Fewer Small Business Owners Can Afford to Offer Healthcare
A recent study from SurePayroll’s mid-month survey of small business owners shows that high costs are barring more small business owners from providing health insurance than ever. Here are some key findings from the survey:
• More than half of small businesses surveyed are not offering health insurance benefits.
• The number of small businesses offering health insurance dropped by one-third, versus one year ago.
• Small business owners say that presidential candidates’ stances on healthcare will have a huge impact on the small business owner vote.
• Two out of 10 small business owner respondents indicated that they could recall at least one experience in which a prospective employee turned down an offer for employment at their company because of a lack of healthcare benefits.
Opposition to Overturn Tax-Friendly Imports
The U.S. Customs and Border Protection’s (CBP) proposal to revoke the First Sale Rule (FSR)- a court-sanctioned valuation practice that reduces the cost of consumer goods has drawn the ire of business coalitions, legal associations, and even Senators and Congressional Representatives. Currently, the FSR allows for duty to be assessed on the first sale for export to the U.S., which may be the initial sale from the factory where specific conditions are met. CBP’s proposal would force importers to value goods based upon the last sale prior to import. This will lead to big increases in the amount of import duties, fees and taxes paid by many U.S. importing companies and would likely increase prices on everyday consumer goods such as clothing and shoes.

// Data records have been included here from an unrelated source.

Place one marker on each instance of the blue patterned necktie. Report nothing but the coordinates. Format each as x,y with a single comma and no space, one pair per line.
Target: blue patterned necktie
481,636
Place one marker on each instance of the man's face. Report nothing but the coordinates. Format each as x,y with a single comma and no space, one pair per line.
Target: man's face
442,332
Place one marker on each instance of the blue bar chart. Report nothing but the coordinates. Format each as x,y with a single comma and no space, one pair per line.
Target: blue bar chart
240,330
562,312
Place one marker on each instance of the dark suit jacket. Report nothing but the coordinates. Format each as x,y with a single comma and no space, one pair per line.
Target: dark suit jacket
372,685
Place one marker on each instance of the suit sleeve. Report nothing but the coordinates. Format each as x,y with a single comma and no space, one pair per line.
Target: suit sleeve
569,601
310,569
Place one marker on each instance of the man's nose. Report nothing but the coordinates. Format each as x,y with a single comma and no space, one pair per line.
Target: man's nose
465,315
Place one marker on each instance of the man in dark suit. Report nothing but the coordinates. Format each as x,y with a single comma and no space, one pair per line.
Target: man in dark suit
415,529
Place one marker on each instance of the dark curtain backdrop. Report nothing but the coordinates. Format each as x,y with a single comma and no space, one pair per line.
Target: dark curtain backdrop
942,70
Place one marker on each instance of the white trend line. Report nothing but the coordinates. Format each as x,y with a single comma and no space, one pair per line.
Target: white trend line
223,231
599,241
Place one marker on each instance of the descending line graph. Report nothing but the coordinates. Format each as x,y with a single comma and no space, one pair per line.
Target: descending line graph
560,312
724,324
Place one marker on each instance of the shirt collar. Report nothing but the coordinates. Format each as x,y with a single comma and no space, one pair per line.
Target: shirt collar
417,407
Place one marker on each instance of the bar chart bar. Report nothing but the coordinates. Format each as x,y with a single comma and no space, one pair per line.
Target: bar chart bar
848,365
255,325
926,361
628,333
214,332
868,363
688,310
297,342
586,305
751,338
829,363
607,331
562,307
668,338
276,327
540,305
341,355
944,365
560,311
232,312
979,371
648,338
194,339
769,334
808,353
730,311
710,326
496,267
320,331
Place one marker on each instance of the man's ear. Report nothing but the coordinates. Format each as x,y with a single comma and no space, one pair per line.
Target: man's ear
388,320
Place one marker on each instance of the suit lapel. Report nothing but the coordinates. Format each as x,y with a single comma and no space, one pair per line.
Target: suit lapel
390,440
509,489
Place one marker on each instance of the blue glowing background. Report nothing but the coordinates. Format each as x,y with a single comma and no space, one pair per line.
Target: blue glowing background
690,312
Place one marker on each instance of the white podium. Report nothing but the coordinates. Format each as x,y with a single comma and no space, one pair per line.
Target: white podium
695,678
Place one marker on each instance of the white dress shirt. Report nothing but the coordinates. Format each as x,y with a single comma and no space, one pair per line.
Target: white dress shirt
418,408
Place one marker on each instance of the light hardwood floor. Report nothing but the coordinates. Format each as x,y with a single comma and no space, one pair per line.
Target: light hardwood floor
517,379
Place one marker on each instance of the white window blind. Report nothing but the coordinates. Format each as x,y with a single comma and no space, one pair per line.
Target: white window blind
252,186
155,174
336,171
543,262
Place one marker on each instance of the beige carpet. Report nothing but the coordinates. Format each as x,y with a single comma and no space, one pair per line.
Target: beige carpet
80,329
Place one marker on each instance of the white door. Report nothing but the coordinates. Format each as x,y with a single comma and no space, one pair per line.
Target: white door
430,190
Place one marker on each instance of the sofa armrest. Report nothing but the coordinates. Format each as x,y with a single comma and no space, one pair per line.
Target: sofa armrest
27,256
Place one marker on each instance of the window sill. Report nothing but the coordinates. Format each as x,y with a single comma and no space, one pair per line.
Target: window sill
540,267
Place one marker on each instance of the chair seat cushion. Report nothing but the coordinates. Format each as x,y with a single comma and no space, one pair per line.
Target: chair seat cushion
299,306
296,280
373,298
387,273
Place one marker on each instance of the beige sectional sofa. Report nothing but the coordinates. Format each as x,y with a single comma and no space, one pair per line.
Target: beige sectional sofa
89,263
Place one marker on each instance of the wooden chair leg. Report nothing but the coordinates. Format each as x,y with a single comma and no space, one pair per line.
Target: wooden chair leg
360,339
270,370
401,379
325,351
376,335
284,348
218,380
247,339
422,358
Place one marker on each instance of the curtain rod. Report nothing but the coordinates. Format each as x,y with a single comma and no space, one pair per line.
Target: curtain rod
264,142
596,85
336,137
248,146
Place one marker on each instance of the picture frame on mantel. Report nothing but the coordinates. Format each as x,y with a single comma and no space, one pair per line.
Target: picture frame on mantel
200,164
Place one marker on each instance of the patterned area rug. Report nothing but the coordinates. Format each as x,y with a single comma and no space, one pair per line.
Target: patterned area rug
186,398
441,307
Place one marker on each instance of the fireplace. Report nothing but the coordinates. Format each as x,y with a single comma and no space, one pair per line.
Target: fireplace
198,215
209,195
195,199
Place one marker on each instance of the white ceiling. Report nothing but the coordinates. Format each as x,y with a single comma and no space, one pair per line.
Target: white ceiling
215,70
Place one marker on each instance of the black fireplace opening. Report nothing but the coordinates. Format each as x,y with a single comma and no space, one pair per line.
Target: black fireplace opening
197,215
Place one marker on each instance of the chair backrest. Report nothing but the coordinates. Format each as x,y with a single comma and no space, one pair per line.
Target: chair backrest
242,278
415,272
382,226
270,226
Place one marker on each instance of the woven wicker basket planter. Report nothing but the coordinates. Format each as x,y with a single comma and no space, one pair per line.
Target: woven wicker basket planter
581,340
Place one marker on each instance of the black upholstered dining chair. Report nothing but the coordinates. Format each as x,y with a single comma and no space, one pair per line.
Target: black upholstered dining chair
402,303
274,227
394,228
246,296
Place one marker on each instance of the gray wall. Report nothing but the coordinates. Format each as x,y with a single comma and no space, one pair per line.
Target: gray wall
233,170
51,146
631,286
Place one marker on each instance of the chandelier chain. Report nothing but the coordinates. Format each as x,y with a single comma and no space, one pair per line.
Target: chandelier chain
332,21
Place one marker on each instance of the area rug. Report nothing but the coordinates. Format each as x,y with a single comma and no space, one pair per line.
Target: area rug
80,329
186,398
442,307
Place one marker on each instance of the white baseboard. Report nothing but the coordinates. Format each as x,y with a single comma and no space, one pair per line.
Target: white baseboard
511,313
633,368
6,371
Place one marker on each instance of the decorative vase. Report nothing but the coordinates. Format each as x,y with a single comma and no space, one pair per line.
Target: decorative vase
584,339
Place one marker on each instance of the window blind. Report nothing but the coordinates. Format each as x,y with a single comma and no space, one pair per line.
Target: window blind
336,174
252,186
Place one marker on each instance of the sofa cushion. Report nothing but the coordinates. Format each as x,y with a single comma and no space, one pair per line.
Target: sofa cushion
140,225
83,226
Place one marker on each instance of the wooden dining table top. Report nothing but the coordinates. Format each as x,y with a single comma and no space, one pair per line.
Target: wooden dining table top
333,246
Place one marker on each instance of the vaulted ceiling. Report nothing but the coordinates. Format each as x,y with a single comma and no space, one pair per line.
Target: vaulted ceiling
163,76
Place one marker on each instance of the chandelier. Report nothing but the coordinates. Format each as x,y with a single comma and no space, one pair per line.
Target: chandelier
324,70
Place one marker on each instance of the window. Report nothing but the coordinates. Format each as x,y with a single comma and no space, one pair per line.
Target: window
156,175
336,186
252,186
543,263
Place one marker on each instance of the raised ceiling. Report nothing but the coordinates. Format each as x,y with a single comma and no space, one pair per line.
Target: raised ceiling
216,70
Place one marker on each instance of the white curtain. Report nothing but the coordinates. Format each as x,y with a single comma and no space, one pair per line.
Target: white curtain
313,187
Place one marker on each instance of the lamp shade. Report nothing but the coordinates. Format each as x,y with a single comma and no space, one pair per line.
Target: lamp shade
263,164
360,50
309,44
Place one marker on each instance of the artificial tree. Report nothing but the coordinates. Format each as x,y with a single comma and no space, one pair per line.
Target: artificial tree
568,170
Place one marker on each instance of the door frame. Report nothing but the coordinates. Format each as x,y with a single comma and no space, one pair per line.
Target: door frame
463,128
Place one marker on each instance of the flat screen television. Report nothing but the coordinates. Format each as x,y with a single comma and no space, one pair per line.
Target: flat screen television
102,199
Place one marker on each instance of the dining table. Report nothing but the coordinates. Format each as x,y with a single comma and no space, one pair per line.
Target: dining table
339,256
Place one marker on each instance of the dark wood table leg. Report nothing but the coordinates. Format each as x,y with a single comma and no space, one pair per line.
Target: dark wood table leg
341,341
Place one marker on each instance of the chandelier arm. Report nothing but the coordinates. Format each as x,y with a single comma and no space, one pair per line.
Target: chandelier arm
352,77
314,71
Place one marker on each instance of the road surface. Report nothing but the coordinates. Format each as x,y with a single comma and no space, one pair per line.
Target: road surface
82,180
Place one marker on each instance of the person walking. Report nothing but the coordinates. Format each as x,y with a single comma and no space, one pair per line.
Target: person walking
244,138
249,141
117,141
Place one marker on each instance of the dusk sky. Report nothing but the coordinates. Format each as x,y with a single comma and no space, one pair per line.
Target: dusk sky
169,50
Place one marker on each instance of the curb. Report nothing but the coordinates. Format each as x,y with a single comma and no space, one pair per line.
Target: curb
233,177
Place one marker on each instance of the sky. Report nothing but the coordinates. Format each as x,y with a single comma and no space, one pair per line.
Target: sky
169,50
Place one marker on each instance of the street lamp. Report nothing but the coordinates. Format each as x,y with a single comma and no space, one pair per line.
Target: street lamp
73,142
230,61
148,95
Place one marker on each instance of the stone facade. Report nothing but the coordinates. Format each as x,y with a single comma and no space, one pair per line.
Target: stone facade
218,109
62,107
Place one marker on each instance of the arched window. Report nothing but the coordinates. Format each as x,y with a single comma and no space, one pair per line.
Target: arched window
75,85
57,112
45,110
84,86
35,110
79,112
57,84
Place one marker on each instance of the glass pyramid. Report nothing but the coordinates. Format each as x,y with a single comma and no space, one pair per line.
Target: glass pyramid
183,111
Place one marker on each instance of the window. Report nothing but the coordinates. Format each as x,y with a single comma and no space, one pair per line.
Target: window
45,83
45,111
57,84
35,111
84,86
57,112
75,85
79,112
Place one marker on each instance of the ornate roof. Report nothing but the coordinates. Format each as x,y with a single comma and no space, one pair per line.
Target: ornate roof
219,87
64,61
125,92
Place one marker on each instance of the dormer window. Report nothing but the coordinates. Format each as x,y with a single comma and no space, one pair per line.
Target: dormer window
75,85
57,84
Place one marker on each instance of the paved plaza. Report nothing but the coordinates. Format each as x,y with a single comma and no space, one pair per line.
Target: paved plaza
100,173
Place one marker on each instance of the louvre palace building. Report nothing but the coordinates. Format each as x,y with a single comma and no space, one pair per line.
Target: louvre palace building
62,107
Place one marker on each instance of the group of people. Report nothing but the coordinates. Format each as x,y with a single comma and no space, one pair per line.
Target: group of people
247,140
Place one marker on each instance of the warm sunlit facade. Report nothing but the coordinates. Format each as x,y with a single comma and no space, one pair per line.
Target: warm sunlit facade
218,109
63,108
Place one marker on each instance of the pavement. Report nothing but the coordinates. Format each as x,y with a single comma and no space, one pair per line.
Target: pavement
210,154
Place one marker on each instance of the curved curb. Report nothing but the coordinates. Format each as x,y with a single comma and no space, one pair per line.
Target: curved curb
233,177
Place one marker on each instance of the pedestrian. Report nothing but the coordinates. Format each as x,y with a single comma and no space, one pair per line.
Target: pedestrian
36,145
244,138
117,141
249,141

New “Health Insurance” for Computers
A small business can be startled with Information Technology (IT) expenses that range from zero dollars a month to thousands of unbudgeted dollars when there are unexpected computer problems. The new trend is paying up front for the security of knowing your computer will not stumble when you need it. Many computer consulting firms nationwide are now offering what the industry calls “Managed Services,” a sort of health insurance for small business computer needs. Technology consulting firms handle all regular maintenance and take care of computer problems, allowing businesses to pay a predictable monthly bill to keep computers healthy. Small and medium sized businesses find it more cost effective to pay IT repair companies to keep their computers working, rather than pay when they break down. This allows companies to focus on other important aspects of their business, instead of wasting valuable time on computer issues.